母親が死に、松は一人で生きてゆくために、自分に異常な執着を見せる銀二を利用する。




「まったく、災難なこったな――」


「あんた――。よもや関わりないだろうね」


「な、なんのこってぃ……」


「いくらしたたか飲んでいたとはいえ、橋から落ちるなんざ間抜けすぎる。あの人……うちの亭主を、お前まさか――」


「め、滅相もねぇ、なんで俺が。やっと見つけたおめぇの太い金づるをわざわざ――俺ゃあ其処まで馬鹿じゃあねぇぜ」


「本当かい」


「本当さ――、なぁ、それよりよぉ松」


この男銀二であったら、人を殺すかもしれない。松にはそれがどうしても気になっていた。


子供の頃、松を手篭めにしたその時から消える事の無い自分への執着。


松の双眸が暗く銀二を値踏みする。


それに気づいてか銀二があわてて松の背後に回り、彼女の肩を揉みながら媚びた声を掛ける。
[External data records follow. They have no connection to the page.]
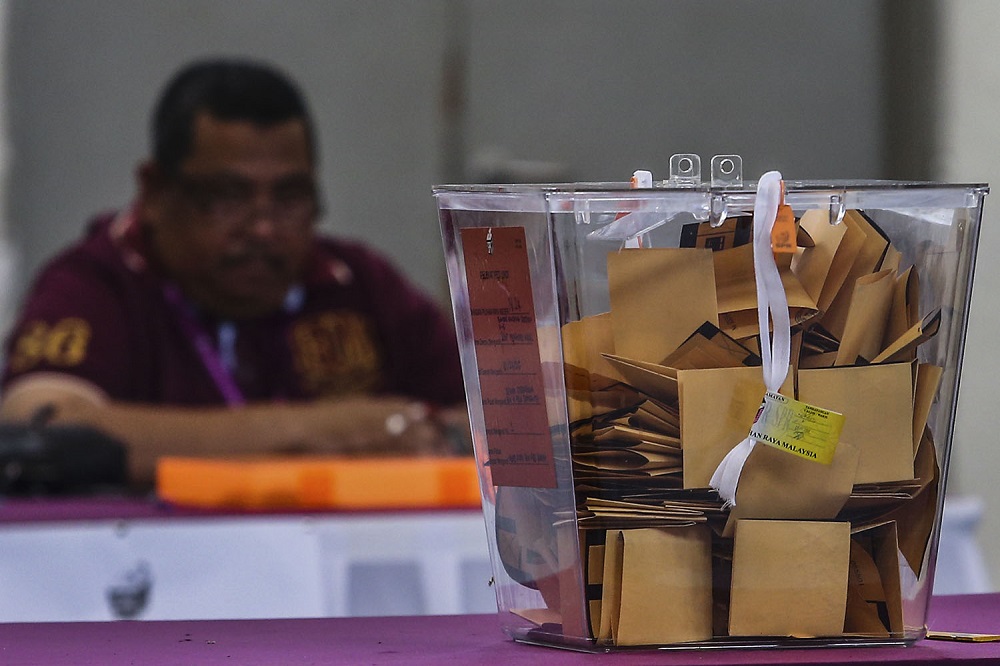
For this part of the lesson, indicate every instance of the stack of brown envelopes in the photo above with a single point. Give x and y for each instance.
(665, 383)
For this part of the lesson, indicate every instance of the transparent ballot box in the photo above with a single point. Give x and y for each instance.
(614, 364)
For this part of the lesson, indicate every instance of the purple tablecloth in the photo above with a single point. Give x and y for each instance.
(434, 640)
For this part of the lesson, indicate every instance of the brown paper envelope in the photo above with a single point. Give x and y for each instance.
(928, 379)
(733, 231)
(737, 291)
(880, 544)
(892, 260)
(578, 406)
(647, 420)
(825, 360)
(612, 587)
(862, 617)
(625, 459)
(592, 550)
(867, 317)
(583, 343)
(777, 485)
(867, 260)
(654, 380)
(843, 261)
(904, 347)
(659, 296)
(905, 306)
(915, 518)
(709, 347)
(634, 435)
(717, 408)
(789, 578)
(666, 586)
(661, 411)
(812, 265)
(877, 404)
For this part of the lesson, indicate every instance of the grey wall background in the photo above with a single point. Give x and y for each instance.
(410, 94)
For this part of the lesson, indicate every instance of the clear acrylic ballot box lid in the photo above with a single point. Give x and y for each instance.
(612, 354)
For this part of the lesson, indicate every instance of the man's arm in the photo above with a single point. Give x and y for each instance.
(349, 426)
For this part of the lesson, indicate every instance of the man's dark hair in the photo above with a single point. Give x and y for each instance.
(230, 90)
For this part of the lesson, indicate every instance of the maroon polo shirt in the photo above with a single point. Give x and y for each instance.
(97, 311)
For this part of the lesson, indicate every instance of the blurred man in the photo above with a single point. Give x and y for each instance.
(209, 318)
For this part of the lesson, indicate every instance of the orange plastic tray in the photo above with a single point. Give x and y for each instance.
(319, 482)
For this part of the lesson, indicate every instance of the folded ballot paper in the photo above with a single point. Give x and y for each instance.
(658, 396)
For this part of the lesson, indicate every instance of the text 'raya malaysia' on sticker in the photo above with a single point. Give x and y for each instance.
(798, 428)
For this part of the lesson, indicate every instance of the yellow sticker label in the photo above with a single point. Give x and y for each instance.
(798, 428)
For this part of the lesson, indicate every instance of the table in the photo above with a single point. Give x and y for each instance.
(434, 640)
(106, 558)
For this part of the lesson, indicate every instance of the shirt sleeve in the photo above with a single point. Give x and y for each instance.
(419, 334)
(75, 322)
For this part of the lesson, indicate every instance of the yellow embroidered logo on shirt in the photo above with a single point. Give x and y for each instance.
(63, 344)
(336, 353)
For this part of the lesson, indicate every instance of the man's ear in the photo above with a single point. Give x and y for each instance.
(152, 183)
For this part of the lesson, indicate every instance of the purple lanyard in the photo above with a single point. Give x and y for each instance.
(210, 358)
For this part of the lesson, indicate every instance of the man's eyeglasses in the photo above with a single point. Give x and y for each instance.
(232, 201)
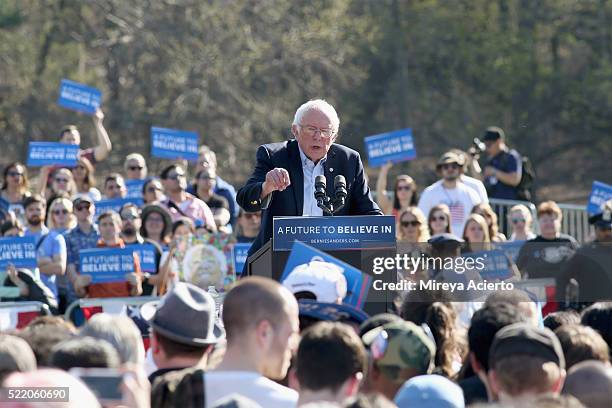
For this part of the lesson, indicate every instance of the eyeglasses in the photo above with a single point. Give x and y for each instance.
(311, 130)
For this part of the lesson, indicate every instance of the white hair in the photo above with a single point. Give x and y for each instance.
(320, 105)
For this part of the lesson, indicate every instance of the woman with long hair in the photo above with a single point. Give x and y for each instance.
(404, 193)
(439, 220)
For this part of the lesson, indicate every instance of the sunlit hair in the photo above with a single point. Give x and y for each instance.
(25, 183)
(322, 106)
(418, 214)
(445, 210)
(410, 181)
(62, 202)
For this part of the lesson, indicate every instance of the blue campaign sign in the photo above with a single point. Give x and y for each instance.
(19, 251)
(343, 232)
(392, 147)
(357, 282)
(79, 97)
(174, 144)
(146, 256)
(52, 153)
(107, 264)
(115, 204)
(600, 193)
(134, 188)
(239, 255)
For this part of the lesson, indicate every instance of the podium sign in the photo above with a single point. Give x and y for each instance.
(334, 233)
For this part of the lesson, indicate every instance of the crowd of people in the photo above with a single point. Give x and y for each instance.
(295, 343)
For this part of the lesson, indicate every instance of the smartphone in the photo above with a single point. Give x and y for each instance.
(104, 382)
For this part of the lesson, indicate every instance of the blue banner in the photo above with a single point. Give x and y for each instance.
(600, 193)
(52, 153)
(357, 282)
(115, 204)
(19, 251)
(174, 144)
(344, 232)
(79, 97)
(107, 264)
(146, 255)
(134, 188)
(392, 147)
(239, 255)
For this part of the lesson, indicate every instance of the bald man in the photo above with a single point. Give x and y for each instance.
(261, 323)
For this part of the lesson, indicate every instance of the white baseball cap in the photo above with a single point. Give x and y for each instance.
(323, 279)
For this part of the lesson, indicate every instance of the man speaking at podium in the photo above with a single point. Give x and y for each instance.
(283, 182)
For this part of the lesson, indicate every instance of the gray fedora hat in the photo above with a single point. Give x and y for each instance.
(186, 315)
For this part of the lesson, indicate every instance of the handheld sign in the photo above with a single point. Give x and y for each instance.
(600, 193)
(107, 264)
(357, 282)
(52, 153)
(392, 147)
(174, 144)
(79, 97)
(19, 251)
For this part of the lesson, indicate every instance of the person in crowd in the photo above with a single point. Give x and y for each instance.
(135, 167)
(84, 178)
(450, 190)
(439, 220)
(283, 179)
(15, 356)
(476, 234)
(179, 343)
(50, 245)
(121, 332)
(503, 169)
(520, 218)
(179, 202)
(489, 215)
(591, 383)
(545, 255)
(153, 191)
(261, 323)
(330, 364)
(412, 226)
(581, 343)
(207, 159)
(156, 225)
(485, 323)
(248, 226)
(525, 361)
(204, 190)
(404, 192)
(114, 187)
(430, 391)
(70, 134)
(109, 225)
(398, 351)
(14, 190)
(85, 352)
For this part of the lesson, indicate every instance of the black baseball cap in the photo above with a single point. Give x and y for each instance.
(523, 338)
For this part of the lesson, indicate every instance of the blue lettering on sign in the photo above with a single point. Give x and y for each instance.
(174, 144)
(392, 147)
(79, 97)
(345, 232)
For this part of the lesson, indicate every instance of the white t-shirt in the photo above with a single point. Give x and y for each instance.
(252, 385)
(478, 186)
(460, 201)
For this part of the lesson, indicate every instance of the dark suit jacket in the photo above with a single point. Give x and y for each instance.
(340, 160)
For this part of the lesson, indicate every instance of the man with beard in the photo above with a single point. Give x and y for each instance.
(450, 190)
(51, 251)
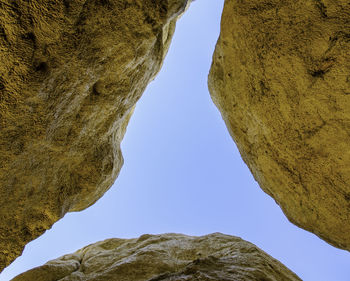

「なぁ、これからどうすんだ……? その若さで餓鬼が二人も残っちまって。くそ生意気な小僧と……雪音って言ったっけ、綺麗な娘だよなぁ」


「雪音……」


「金目の物をうっぱらって、離縁するか、また新しい旦那を見つけてやってもいいぜ――」


「馬鹿だね、そんな女を囲うか、娶る男なんざいないよ」


「そういうもんかねぇ――」


「うるさいね、少し黙ってな」


虫唾が走るほど此の男が嫌いだった。

       

羽状の家に嫁いでからは、遠ざけてはいたものの――執拗に顔を出す銀二をいずれ何かの役に立つのではと、小遣いをやって子飼いにしていた。

       

先ほどの雪音の名を口にした時の此の男の目は、以前、幼い自分に向けられた其れと同じ。

       

幼い子供、育ちきっていない少女に向ける銀二の――禍々しい眼差し。

       

松が何かを言いかけた時、銀二が先に声を出した。


「備前屋が、きていたなぁ」


「なんだって」


「いやぁ、おめぇんとこの亭主の焼香に備前屋がさ、来ていたと思ってよ」


「それがどうしたい」


「あそこは羽振りがいいじゃねぇか。正直善兵衛とか噂が高いが、長い事患っていた女房も先だって死んだらしいぜ――。なぁ、あそこの旦那に泣きを入れてみたらどうでぇ。正直善兵衛さんが、助けてくれるんじゃぁねぇのかぁ」




――また、男に頼って生きるのか――

       


知恵を巡らせ、気を使い、どれほどの容色を磨こうとも、所詮は女。

       

組み伏せられる悔しさ、嘲り笑うその憎々しさが松の心に湧き上がる。

       

男の身体の下にしか、女の棲家すみかは無いというのか。

       

唇を噛み締める松の脳裏に浮かんだのは、

       


あの日、掌に乗せられた小さな赤い折鶴であった。